Art in Review: ’Works on Paper’; Eija-Liisa Ahtila; Nicolás Dumit Estévez

By HOLLAND COTTER

Published: February 27, 2004
 
This spicy survey of work by the Dominican-born artist Nicolás Dumit Estévez opens on a generous note with "The Passerby Museum," a collaboration with María Alós consisting of dozens of small plastic bags pinned to the wall. Each bag holds an item donated by a friend or a stranger: a candy wrapper, a Metrocard, a snapshot. And each item, upon receipt, was assigned an accession number and entered into the museum's catalog. Further contributions, of anything, by anyone, will be similarly welcomed and displayed.

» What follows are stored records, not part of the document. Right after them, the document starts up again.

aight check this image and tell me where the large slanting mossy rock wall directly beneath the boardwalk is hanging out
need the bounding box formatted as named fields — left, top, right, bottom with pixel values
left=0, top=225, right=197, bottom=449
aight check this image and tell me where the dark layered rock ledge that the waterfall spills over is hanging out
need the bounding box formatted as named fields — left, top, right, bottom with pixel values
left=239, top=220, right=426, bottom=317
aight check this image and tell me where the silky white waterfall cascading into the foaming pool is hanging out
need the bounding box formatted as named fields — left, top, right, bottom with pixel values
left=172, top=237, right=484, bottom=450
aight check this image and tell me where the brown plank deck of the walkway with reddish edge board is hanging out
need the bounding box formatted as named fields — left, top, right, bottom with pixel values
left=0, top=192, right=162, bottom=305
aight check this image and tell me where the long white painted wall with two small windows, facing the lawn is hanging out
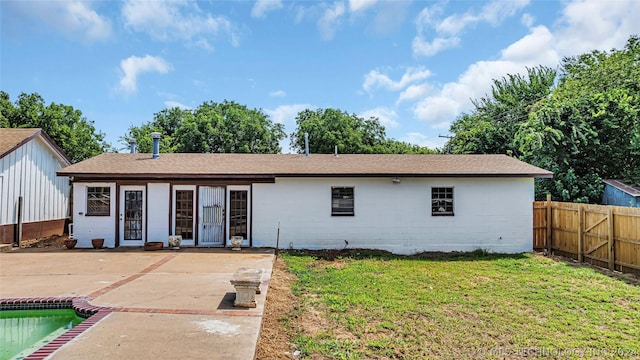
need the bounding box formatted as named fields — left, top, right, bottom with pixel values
left=252, top=178, right=534, bottom=254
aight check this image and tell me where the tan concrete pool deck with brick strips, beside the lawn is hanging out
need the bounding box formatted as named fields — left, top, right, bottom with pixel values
left=0, top=248, right=274, bottom=360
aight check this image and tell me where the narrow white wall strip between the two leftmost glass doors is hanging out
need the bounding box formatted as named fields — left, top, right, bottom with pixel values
left=147, top=183, right=171, bottom=246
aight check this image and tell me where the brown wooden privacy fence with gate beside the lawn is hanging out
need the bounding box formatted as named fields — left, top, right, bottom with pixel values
left=533, top=197, right=640, bottom=274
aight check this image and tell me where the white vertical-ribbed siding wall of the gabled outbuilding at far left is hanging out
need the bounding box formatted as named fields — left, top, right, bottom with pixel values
left=0, top=136, right=70, bottom=225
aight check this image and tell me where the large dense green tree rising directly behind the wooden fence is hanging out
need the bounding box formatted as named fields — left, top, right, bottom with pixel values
left=516, top=36, right=640, bottom=202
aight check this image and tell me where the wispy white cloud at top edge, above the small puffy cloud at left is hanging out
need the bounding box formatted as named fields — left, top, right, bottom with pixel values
left=122, top=0, right=239, bottom=50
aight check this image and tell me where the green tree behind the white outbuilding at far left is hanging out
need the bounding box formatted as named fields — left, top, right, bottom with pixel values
left=0, top=91, right=112, bottom=162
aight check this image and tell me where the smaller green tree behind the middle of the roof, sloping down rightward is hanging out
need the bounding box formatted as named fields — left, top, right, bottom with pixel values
left=291, top=109, right=433, bottom=154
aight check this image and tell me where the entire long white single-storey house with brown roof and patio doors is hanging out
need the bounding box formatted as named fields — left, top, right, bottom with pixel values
left=58, top=153, right=552, bottom=254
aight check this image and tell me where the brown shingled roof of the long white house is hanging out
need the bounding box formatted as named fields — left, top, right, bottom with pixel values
left=58, top=153, right=552, bottom=179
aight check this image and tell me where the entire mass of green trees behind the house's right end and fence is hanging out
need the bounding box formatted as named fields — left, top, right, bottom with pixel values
left=450, top=36, right=640, bottom=202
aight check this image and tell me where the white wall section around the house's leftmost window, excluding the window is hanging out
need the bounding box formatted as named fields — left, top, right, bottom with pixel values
left=73, top=182, right=118, bottom=248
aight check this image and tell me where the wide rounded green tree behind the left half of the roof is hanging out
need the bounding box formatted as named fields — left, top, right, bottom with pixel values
left=121, top=100, right=286, bottom=154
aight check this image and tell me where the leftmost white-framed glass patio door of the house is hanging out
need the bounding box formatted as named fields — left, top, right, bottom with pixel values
left=119, top=186, right=146, bottom=246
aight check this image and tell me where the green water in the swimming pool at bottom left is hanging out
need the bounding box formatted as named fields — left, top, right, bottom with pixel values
left=0, top=309, right=84, bottom=360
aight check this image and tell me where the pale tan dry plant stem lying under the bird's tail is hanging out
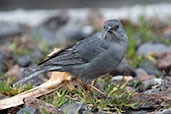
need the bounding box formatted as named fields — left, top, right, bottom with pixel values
left=0, top=72, right=71, bottom=110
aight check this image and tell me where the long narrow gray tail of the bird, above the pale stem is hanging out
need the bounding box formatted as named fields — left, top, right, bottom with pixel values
left=12, top=65, right=61, bottom=87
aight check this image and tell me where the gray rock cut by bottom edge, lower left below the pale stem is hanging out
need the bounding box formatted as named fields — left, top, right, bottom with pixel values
left=16, top=107, right=37, bottom=114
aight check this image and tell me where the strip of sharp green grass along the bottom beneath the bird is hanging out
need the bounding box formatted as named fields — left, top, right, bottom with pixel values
left=38, top=77, right=137, bottom=113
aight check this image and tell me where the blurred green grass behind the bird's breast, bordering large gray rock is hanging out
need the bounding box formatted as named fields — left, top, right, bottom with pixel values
left=124, top=14, right=171, bottom=68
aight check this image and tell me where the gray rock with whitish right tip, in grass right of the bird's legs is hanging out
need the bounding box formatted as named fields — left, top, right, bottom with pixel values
left=139, top=78, right=162, bottom=92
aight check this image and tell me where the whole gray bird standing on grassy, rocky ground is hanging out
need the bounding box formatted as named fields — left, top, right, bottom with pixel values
left=15, top=20, right=128, bottom=85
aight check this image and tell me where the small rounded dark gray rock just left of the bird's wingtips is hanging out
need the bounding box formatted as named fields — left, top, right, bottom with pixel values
left=18, top=55, right=32, bottom=67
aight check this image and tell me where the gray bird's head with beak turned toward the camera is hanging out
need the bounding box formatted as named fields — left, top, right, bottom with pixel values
left=104, top=20, right=128, bottom=41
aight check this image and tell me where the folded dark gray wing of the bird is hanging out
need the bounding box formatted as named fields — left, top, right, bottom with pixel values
left=39, top=37, right=109, bottom=66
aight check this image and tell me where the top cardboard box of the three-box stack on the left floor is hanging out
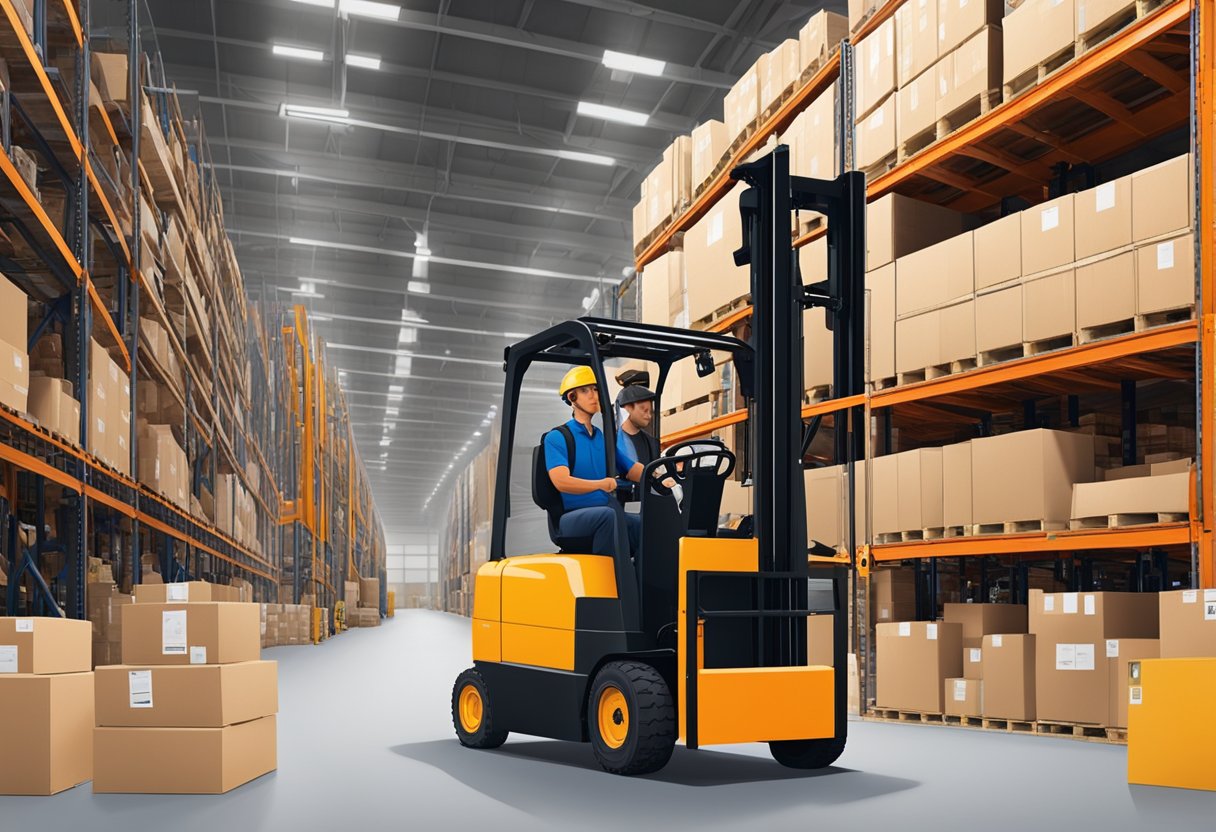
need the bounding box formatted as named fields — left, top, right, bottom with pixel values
left=123, top=602, right=261, bottom=664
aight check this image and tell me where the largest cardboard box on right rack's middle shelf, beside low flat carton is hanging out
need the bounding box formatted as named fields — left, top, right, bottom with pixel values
left=972, top=429, right=1093, bottom=524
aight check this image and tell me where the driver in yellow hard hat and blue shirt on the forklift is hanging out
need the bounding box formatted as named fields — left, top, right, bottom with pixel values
left=545, top=366, right=643, bottom=556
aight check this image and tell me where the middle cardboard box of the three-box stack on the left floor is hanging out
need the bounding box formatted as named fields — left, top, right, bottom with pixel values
left=96, top=662, right=278, bottom=727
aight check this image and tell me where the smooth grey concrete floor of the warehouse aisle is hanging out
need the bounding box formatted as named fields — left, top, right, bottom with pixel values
left=0, top=611, right=1216, bottom=832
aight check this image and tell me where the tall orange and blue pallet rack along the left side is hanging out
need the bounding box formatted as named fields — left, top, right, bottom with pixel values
left=0, top=0, right=384, bottom=618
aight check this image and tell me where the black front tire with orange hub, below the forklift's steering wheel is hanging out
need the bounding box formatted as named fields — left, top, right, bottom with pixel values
left=587, top=662, right=676, bottom=776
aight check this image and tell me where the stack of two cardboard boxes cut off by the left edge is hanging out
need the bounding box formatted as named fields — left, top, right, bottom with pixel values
left=0, top=618, right=94, bottom=794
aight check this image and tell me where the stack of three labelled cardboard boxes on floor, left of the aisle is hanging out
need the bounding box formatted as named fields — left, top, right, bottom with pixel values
left=94, top=598, right=278, bottom=794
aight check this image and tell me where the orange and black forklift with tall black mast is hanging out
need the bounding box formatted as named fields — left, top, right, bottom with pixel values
left=452, top=146, right=866, bottom=775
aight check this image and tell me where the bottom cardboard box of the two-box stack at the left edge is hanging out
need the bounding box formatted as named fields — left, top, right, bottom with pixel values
left=0, top=673, right=94, bottom=796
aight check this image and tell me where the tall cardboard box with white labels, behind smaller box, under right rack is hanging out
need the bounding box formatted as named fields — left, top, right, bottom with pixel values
left=1030, top=590, right=1159, bottom=725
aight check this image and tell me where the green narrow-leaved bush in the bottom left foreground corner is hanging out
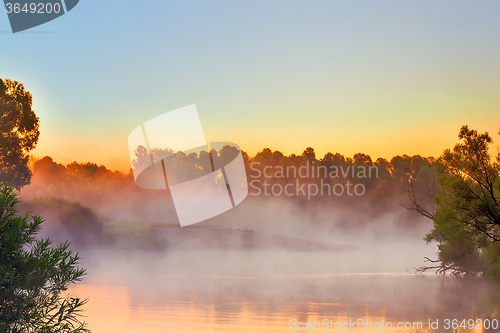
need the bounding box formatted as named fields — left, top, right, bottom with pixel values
left=0, top=184, right=90, bottom=333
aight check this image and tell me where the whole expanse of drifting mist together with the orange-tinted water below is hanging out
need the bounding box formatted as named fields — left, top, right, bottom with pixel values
left=16, top=159, right=500, bottom=333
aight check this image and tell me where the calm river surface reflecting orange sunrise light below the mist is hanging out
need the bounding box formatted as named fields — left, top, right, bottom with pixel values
left=71, top=249, right=500, bottom=333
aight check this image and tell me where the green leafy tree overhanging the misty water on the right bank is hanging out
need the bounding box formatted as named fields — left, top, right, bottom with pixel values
left=413, top=126, right=500, bottom=279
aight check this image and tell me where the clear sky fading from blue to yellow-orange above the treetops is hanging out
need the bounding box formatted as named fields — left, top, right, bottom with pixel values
left=0, top=0, right=500, bottom=171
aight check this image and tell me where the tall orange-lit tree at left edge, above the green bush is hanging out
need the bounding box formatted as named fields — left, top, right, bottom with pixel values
left=0, top=78, right=40, bottom=189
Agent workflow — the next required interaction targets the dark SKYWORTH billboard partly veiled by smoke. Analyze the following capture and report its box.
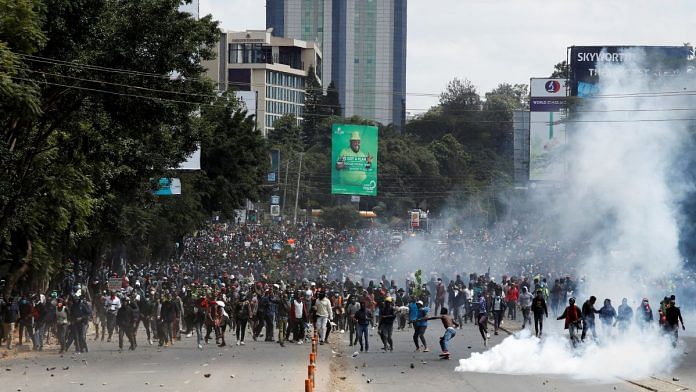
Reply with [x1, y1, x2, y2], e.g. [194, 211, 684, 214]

Most of Mr. Estévez's art is similarly democratic, particularly his audience-engaging performances, which can
be sampled in video documentation. And while most of the objects in the show make the most sense in a performance context, some have punch on their own. Among these are some terrific drawings and the costume for the performance" Super Merengue" (2000), in which Mr. Estévez played a Superman-angel dressed in a tassled cape and flip-flops, which double as flotation devices to escort immigrants between the Dominican Republic and the United States.

That piece gives a nice sense of the sly wit and tart sweetness of Mr. Estévez's art and of its recurrent themes:
Latino-ness in a greater American culture and machismo in Latino culture. Both are addressed in "The
Flag," a continuing performance that finds the artist spending afternoons in the gallery to chat with visitors while he sews a banner joining elements from the Dominican and American flags. A display of snapshots of Betsy Ross House in Philadelphia and the artist's Washington Heights apartment clinch a historical connection, while the flag-in-progress replaces the words" God, Fatherland, Liberty" from the Dominican original with a logo of the American Airlines Airbus that now connects countries and cultures.

"The Flag" has already raised hackles with some Hostos students, though it says something about the elasticity of Mr. Estévez's concept that the protests are varied and contradictory. They will all be aired tonight when the
finished flag is unveiled at Hostos in celebration of Dominican Independence Day. The 7 p.m. ceremony will be
followed by an audience-participation discussion, which will itself be, by default, part of Mr. Estévez's larger
project: a career-long performance about art doing the stimulating work it was meant to do.